Counting the Cost of a Church Website
Hello again from Church Plant Media! In our Web Stuff Wednesdays Introduction we asked you, the readers of Challies Dot Com, to comment on that post with your church website questions. Carl asked the following:
If I understand correctly, there are two kinds of web sites: sites you build and host yourself and sites that are built and hosted by a company (which is what I think Church Plant Media does). Can you talk about the advantages and disadvantages of each kind? Why would it be best to use a solution like yours?
Carl: In one sense, you are correct. All church websites must be designed, coded, configured, and then hosted someplace on a server. If your church has a pastor or members who are tech-savvy, then you may be able to do all of the website building and hosting in-house. Or you may choose to outsource some or all of the website development depending on your level of expertise. But just like any in-house building project, you usually “get what you pay for” from whomever is involved.

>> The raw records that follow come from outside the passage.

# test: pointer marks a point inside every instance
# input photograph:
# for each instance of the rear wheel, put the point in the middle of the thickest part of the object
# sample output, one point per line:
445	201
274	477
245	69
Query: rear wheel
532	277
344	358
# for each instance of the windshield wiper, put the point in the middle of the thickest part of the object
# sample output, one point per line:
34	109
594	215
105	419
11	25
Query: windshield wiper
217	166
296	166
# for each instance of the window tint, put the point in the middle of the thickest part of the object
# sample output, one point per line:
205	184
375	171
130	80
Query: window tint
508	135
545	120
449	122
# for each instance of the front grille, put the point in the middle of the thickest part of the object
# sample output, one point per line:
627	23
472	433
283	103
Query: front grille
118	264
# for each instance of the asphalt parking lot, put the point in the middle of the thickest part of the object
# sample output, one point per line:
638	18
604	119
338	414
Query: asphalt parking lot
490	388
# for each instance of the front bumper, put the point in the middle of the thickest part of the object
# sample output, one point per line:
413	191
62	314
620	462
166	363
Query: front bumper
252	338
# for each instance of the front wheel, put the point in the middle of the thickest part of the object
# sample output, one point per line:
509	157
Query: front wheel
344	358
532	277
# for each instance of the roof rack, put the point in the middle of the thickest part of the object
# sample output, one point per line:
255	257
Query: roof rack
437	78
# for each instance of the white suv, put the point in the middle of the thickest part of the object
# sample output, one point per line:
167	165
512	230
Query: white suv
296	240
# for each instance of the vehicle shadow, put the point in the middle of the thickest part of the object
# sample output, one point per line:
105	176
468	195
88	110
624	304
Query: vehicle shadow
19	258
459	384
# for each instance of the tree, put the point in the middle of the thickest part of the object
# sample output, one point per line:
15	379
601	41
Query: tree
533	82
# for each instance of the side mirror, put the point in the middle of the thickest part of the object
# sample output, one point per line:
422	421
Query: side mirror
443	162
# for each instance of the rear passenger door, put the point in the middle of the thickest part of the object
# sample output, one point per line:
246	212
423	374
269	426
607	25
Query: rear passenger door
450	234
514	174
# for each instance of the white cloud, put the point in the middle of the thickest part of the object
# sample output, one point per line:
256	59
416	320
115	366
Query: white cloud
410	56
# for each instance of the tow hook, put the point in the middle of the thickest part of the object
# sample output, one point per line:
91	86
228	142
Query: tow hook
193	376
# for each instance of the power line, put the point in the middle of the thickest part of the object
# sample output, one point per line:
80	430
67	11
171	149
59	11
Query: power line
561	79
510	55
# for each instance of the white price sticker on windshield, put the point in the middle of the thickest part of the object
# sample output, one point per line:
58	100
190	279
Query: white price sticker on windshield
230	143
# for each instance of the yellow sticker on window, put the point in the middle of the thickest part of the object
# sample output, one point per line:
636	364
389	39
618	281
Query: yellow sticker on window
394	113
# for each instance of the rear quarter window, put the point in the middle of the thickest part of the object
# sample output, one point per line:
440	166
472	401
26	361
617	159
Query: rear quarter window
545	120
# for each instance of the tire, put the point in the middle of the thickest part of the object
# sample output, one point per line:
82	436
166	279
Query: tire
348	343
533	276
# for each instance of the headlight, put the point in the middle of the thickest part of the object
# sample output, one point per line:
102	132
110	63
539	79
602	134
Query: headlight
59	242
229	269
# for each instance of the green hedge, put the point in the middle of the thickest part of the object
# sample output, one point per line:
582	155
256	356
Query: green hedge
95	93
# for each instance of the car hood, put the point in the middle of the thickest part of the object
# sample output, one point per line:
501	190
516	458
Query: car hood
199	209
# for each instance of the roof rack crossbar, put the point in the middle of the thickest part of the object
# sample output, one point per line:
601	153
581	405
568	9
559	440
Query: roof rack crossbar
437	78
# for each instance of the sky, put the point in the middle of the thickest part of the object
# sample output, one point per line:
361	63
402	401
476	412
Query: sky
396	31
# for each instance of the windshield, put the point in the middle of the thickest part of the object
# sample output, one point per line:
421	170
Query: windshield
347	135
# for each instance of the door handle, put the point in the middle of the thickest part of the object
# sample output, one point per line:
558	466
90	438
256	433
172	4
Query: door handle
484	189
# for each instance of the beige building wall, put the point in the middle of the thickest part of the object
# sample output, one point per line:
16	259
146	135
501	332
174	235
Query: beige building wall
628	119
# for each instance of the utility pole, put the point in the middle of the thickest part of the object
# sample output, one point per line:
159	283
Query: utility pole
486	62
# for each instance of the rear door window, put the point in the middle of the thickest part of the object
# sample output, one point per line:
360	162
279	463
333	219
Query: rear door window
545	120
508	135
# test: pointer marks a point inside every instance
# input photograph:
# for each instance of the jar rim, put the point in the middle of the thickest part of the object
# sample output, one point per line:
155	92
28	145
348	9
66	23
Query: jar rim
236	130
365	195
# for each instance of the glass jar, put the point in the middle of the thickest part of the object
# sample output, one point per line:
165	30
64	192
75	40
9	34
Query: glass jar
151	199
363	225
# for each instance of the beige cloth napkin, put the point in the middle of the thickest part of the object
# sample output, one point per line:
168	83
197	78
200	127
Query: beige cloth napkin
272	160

To help you understand the advantages and disadvantages, let’s “build” on this analogy. If your church building has a leaky roof, in order to get it fixed you could go all old-school and start the project by smelting and crafting your own hammer and saw. Then you could cut down your own lumber and tar your own roofing tiles from scratch. Then you could climb up to the roof yourself and rebuild that leaking section up to code on your own. In this scenario if you do not have the skills of a blacksmith, lumberjack, carpenter, and roofer, then you’ll probably need to buy the tools and materials or hire the manpower to get the job done right. Or you might have a volunteer in the church who will work for free and you hope he can fix a roof as well as he says he can. But only time will tell if the roof starts to leak again.